Le monde est aux aguets - Le mouvement syndical international lance sa campagne T-Mobile

Communiqué de presse CWA (Communications Workers of America)

16 février 2011 : Quand le CWA (Communications Workers of America) et Ver.di, syndicat allemand représentant deux millions de travailleurs, y compris les travailleurs des télécommunications de Deutsche Telekom et T-Mobile, ont annoncé la création de TU, ils ont donné le coup d’envoi d’une organisation syndicale internationale audacieuse et novatrice qui aurait pour mission d’éradiquer la discrimination à l’égard des travailleurs de T-Mobile USA et de diverses autres filiales du géant allemand Deutsche Telekom. Le TU représente les employés de T-Mobile dans les deux pays, assurant du même coup à ces derniers une voix puissante au niveau de l’entreprise.

Depuis lors, des milliers de travailleurs employés chez T-Mobile en Allemagne se sont mobilisés en solidarité avec leurs collègues aux Etats-Unis et ont demandé à DT d’abandonner sa politique de deux poids, deux mesures consistant à soutenir les droits des travailleurs en Europe tout en s’y opposant totalement aux Etats-Unis.

A présent le monde entier s’est rallié à la campagne. Le mouvement syndical international représenté par la Confédération syndicale internationale a annoncé le lancement d’une vaste campagne internationale qui vise à convaincre Deutsche Telekom de cesser toute discrimination antisyndicale et de reconnaître aux employés de T-Mobile USA le droit d’adhérer à un syndicat de leur plein gré.

Deutsche Telekom a systématiquement refusé de mettre fin à la campagne antisyndicale menée par T-Mobile USA.« Nous attendons mieux de la part de Deutsche Telekom », a dit Sharan Burrow, secrétaire générale de la CSI. « Avec des opérations dans une cinquantaine de pays, elle a établi des relations syndicales avec une grande partie de ses effectifs. La firme enfreint pourtant de manière flagrante, aux Etats-Unis en particulier, son obligation à la neutralité vis-à-vis des syndicats et s’évertue à exclure les syndicats de ses lieux de travail. Nous demandons simplement à Deutsche Telekom de respecter les droits fondamentaux de tous ceux et toutes celles qui travaillent pour elle à travers le monde, conformément aux normes juridiques internationales. »
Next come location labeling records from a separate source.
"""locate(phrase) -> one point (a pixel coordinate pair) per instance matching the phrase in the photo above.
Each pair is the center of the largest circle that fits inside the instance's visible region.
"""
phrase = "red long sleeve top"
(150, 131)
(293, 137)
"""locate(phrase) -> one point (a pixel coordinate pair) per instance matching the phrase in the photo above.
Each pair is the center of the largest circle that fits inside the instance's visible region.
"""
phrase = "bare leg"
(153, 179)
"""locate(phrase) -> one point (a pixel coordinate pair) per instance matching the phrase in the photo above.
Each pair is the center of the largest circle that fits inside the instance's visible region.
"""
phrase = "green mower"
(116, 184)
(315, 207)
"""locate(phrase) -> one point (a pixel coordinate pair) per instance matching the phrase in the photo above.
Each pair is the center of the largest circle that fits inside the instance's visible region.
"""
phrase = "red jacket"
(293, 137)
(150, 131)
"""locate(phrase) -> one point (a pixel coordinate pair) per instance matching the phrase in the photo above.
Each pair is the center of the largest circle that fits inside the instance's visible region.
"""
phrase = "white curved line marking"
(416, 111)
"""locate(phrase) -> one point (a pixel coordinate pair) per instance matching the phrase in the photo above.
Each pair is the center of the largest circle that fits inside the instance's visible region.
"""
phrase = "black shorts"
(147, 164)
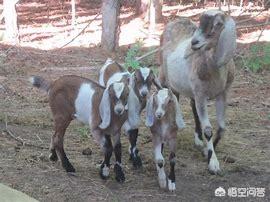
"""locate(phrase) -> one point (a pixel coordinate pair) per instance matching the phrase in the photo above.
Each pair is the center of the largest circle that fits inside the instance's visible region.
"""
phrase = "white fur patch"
(145, 71)
(197, 140)
(118, 89)
(105, 171)
(161, 177)
(144, 89)
(162, 95)
(179, 69)
(213, 165)
(171, 185)
(102, 70)
(212, 12)
(158, 155)
(117, 77)
(32, 80)
(83, 103)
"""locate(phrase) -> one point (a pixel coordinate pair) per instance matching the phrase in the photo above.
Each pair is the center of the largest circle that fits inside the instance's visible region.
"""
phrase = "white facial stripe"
(162, 95)
(145, 71)
(83, 103)
(117, 77)
(212, 12)
(118, 89)
(144, 89)
(102, 70)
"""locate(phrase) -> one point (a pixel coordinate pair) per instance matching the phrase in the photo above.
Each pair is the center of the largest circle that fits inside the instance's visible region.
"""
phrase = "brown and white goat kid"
(164, 117)
(198, 63)
(104, 109)
(140, 84)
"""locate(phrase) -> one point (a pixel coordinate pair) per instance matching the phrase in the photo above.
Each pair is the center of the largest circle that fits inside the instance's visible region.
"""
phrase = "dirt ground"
(25, 112)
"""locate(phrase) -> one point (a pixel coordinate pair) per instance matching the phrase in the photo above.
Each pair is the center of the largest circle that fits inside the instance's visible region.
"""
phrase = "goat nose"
(119, 111)
(144, 93)
(194, 41)
(158, 115)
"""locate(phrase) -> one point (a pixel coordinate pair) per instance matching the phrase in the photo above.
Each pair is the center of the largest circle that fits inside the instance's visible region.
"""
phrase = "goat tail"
(39, 82)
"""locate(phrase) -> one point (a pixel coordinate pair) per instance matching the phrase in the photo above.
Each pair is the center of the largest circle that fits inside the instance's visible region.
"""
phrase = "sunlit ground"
(45, 27)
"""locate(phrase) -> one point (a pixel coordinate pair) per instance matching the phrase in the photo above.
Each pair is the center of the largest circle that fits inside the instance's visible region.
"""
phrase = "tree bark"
(154, 11)
(11, 24)
(158, 10)
(73, 13)
(110, 24)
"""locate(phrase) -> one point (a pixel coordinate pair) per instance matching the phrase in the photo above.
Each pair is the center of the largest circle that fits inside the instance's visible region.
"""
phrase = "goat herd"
(196, 62)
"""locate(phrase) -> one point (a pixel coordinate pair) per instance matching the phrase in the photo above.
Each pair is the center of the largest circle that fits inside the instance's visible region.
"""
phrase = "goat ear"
(178, 114)
(226, 46)
(149, 112)
(218, 21)
(157, 82)
(134, 108)
(105, 109)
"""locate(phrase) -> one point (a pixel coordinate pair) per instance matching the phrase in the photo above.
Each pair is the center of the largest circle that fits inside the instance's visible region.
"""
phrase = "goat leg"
(57, 144)
(159, 160)
(201, 107)
(171, 177)
(118, 169)
(198, 139)
(220, 111)
(134, 152)
(108, 149)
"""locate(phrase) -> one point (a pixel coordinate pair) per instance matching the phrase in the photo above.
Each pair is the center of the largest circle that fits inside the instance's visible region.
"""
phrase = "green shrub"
(132, 53)
(258, 58)
(83, 132)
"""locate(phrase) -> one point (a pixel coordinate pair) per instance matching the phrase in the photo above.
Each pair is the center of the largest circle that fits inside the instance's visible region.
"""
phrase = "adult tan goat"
(198, 63)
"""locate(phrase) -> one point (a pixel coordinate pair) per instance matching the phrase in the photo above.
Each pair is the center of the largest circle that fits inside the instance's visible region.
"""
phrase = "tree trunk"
(110, 24)
(154, 11)
(11, 25)
(158, 10)
(73, 13)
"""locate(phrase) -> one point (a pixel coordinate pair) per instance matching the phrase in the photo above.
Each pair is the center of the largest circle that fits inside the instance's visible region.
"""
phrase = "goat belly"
(179, 69)
(83, 103)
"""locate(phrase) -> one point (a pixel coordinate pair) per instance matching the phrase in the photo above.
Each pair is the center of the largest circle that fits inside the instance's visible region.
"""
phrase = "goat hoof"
(171, 185)
(104, 172)
(53, 156)
(137, 162)
(119, 174)
(213, 166)
(69, 168)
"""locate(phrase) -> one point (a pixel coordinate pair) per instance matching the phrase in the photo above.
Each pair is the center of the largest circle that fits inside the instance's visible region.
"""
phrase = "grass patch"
(135, 51)
(83, 132)
(258, 57)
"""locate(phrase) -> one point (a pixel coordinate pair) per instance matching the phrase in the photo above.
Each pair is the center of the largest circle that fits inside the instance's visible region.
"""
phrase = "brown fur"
(62, 95)
(112, 69)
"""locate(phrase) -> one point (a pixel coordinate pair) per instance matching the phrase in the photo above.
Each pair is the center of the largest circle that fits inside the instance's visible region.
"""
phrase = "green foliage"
(259, 57)
(132, 53)
(136, 51)
(83, 131)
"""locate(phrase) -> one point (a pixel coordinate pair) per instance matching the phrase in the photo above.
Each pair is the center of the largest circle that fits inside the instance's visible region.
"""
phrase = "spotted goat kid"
(104, 109)
(164, 117)
(140, 82)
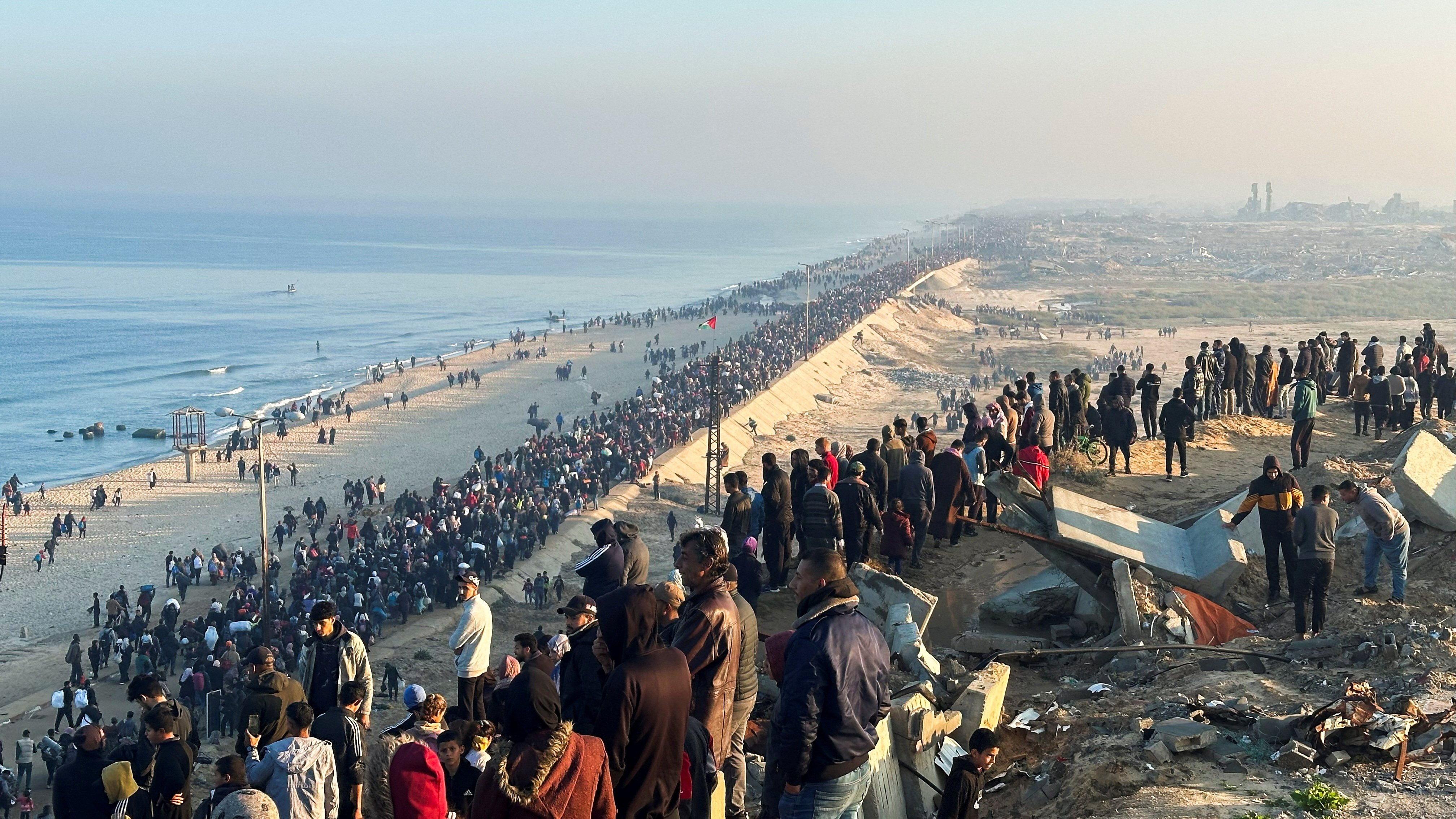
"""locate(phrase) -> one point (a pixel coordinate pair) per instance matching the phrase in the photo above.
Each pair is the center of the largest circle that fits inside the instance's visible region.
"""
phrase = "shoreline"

Dans son obstination à empêcher ses employés d’adhérer à un syndicat, T-Mobile est allée jusqu’à engager des consultants spécialisés dans les actions antisyndicales aux Etats-Unis, à recourir à l’intimidation et au harcèlement, voire à licencier des partisans du syndicat. Des preuves détaillées de cette campagne syndicale ont été révélées en septembre dernier dans un rapport publié par Human Rights Watch. Le rapport « …évoque dans le détail les campagnes agressives menées par certaines firmes multinationales européennes pour empêcher les travailleurs aux Etats-Unis de s’organiser et de négocier, et ce en violation des normes internationales et fréquemment aussi des lois des Etats-Unis ».

« Notre message à Deutsche Telekom est le suivant : Nous en avons assez de la façade de coopération en Allemagne derrière laquelle se cache le club de l’intolérance aux Etats-Unis. Le mouvement syndical international attend mieux de votre part. Nous attendons de la part de Deutsche Telekom qu’elle s’en tienne aux normes qu’elle a établies en Allemagne – le respect des droits des travailleurs », a déclaré le président du CWA, Larry Cohen.

« Alors que le monde entier a les yeux rivés sur Deutsche Telekom, nous savons que les travailleurs de T-Mobile USA obtiendront la représentation syndicale qu’ils désirent », a-t-il déclaré.

Ado Wilhelm, directeur du département des communications mobiles chez Ver.di a déclaré : « Les Allemands sont consternés qu’une entreprise réputée comme Deutsche Telekom puisse tolérer une telle discrimination antisyndicale et une conduite aussi déplorable. »

A partir de cette semaine, des affiches géantes et autres supports publicitaires arboreront le slogan de la campagne « WEB » dans les principales villes des Etats-Unis où T-Mobile est implantée, notamment à Richmond en Virginie, à Allentown en Pennsylvanie et à Salem dans l’Oregon, pour ne citer qu’elles.